Colombia: Uribe’s House Arrest Tests Rule of Law

 
Alvaro Uribe, Colombia's former president, attends a debate as a senator at the Congress in Bogota, Colombia, October 3, 2016. © 2016 Reuters

(New York) – The Supreme Court’s August 3, 2020 decision to order the pretrial house arrest of former president and senator Alvaro Uribe is a critical test for the rule of law in Colombia, Human Rights Watch said today. The administration of President Iván Duque and other members of the Uribe-led governing party, the Democratic Center, should respect the decision and the court’s independence.

The Investigation Chamber of the Supreme Court is investigating whether Uribe, who was president from 2002 to 2010 and is a close ally of President Duque, bribed former paramilitary fighters to change their testimony about his alleged role in establishing paramilitary groups. Democratic Center leaders have made statements that appear designed to smear or intimidate the court and undermine the legitimacy of the decision, including by proposing an overhaul of the entire court system.

“Uribe’s house arrest is the most critical stress test for the rule of law in Colombia in the last decade,” said José Miguel Vivanco, Americas director at Human Rights Watch. “The Duque administration and the ruling party need to respect the court’s decision and independence by ensuring that President Uribe defends himself through the legal process, not through threats of judicial reform and groundless accusations.”

The investigation for which the Supreme Court ordered Uribe’s house arrest began in February 2018. Uribe filed a criminal complaint in 2012 against Senator Iván Cepeda, contending that he had used “fraudulent” testimony to implicate Uribe and his brother Santiago in paramilitary atrocities in the 1990s. In 2018, the Supreme Court rejected the allegations against Cepeda and instead initiated an investigation into whether Uribe had tampered with witnesses by pressing them to say that Cepeda had bribed them to implicate the former president.

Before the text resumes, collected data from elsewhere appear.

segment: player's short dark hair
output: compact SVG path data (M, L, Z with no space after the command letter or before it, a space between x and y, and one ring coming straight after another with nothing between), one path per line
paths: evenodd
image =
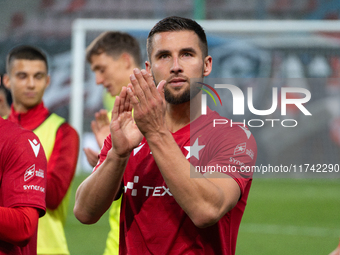
M4 93L5 97L6 97L6 102L8 104L8 106L10 106L12 104L12 96L11 96L11 92L5 87L5 85L3 84L3 75L1 76L1 82L0 82L0 93Z
M142 57L139 43L136 38L127 33L108 31L100 34L87 47L86 60L91 63L93 55L99 55L103 52L113 58L118 58L122 53L126 52L133 57L136 65L140 66L141 64Z
M46 54L39 48L30 45L21 45L13 48L6 58L6 72L9 74L11 64L15 59L26 60L41 60L46 65L46 71L48 72L48 63Z
M172 32L172 31L193 31L197 34L200 40L200 48L202 51L203 58L208 56L208 43L207 37L203 28L194 20L171 16L159 21L150 31L147 39L147 51L149 60L151 60L151 52L152 52L152 39L153 36L157 33L162 32Z

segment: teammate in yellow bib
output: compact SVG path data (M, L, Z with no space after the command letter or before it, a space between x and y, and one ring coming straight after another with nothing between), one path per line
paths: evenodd
M51 114L42 97L49 85L45 54L32 46L19 46L7 56L5 86L11 90L13 104L8 119L33 131L47 157L46 215L38 224L38 254L68 255L64 233L70 185L79 150L77 132L65 119Z
M109 135L109 123L115 96L123 86L130 82L129 77L134 68L141 64L141 52L138 41L129 34L121 32L104 32L99 35L86 50L86 59L96 76L96 83L102 85L107 93L104 106L95 114L91 123L92 130L101 148ZM94 167L98 161L98 152L85 148L89 163ZM121 199L114 201L110 208L110 232L106 241L104 255L118 254L119 250L119 215Z

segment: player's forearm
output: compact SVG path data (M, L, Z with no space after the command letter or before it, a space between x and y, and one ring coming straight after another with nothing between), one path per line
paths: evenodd
M194 224L217 222L226 212L223 192L195 172L170 133L149 139L148 144L170 192Z
M39 212L35 208L0 207L0 240L25 246L38 226Z
M74 215L84 224L96 223L120 192L128 157L119 158L111 152L77 189Z

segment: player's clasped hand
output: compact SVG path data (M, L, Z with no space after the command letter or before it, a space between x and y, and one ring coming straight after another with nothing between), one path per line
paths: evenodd
M152 76L146 70L137 68L130 76L130 81L127 92L139 130L146 138L166 130L163 92L166 81L161 81L156 88Z
M110 123L113 152L119 157L127 157L138 146L143 136L132 117L132 105L126 87L116 97Z

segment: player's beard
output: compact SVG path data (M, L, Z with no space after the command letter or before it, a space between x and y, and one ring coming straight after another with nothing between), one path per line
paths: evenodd
M156 82L156 84L158 84L158 82L155 79L155 76L152 74L154 81ZM198 87L202 87L202 85L199 82L203 81L203 75L200 79L189 79L186 77L186 80L189 82L190 86L188 88L185 89L185 91L183 91L180 95L174 95L171 93L171 90L168 88L168 83L169 81L173 78L170 77L166 84L164 85L164 98L165 101L167 101L169 104L173 104L173 105L178 105L178 104L183 104L186 102L189 102L191 99L193 99L201 90ZM194 85L191 84L194 83ZM175 88L176 90L176 88Z
M199 92L200 92L200 89L198 89L196 86L189 86L180 95L174 95L171 93L168 86L166 85L164 86L164 98L169 104L173 104L173 105L178 105L178 104L189 102Z

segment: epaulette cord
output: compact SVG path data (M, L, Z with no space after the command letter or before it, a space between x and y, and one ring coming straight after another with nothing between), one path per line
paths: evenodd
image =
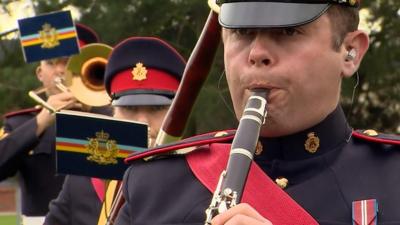
M13 111L13 112L9 112L9 113L5 114L4 118L9 118L9 117L13 117L13 116L22 115L22 114L28 114L28 113L32 113L32 112L39 112L40 110L41 110L41 108L38 108L38 107L21 109L18 111Z
M125 163L133 160L155 157L160 155L185 154L195 150L198 146L203 146L212 143L221 143L231 141L236 130L224 130L197 135L178 142L161 145L155 148L150 148L143 152L133 153L125 159Z
M353 137L380 144L400 145L400 135L379 133L372 129L354 130Z

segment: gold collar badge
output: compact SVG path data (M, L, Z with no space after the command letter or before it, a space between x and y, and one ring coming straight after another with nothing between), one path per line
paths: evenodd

The Supreme Court is also conducting several other investigations against Uribe. In recent years, courts have requested investigations of his alleged role in a range of crimes, including the establishment of paramilitary groups, massacres when he was the governor of the Colombian state of Antioquia in the 1990s, and illegal wiretapping of judges, journalists, and human rights defenders when he was president.

Uribe’s administration was marked by a wide range of human rights abuses. From 2002 through 2008, in the cases that have come to be known as false positives, army personnel carried out systematic killings of innocent civilians to boost body counts in the country’s long-running armed conflict. In the mid-2000s, Uribe promoted impunity for abuses by paramilitary death squads and led a flawed paramilitary demobilization process that triggered the creation of new armed groups that still engage in serious abuses, including killings of human rights defenders.

His administration engaged in a broad pattern of verbal attacks and intimidation of journalists and Supreme Court justices investigating connections between Uribe allies and paramilitary groups. Dozens of Uribe allies have been convicted for conspiring with paramilitary groups.

Before the August 3 decision was made public, the Democratic Center and other Uribe allies issued statements that connected, without providing any evidence, a possible ruling against Uribe with an alleged conspiracy from the left aimed at harming Uribe’s reputation.

After the ruling, figures in the Democratic Center accused the court of engaging in “persecution” against Uribe. The party issued a news release defending Uribe and calling for a national constituent assembly to reform the constitution to “depoliticize the justice [system] and recover the trust in the institutions of the republic.” Senator Paloma Valencia, a leading voice in the party, said that the party proposed reforming “all the justice [system]” and transforming Colombia’s high-courts into a “single court.”

President Duque has in the past supported a Democratic Center judicial reform proposal, though his administration has not actively promoted it. On August 5, Duque said he supported reforming the judiciary, claiming that it was needed as a “structural issue,” beyond the Uribe case.

Coming from the party in power, the accusations against the Supreme Court amount to a direct attack on the legitimacy of the judiciary, and appear designed to intimidate the court as it conducts the highly sensitive investigations against Uribe, Human Rights Watch said.

Under international human rights standards, Colombia should safeguard the independence and impartiality of its judiciary. Judges should be free from constraints, pressure, threats, or interference, direct or indirect, and should have security of tenure to avoid fear of being removed from their posts for their decisions.

“The ruling party’s attacks on the court raise serious questions as to whether they think their boss is above the law,” Vivanco said.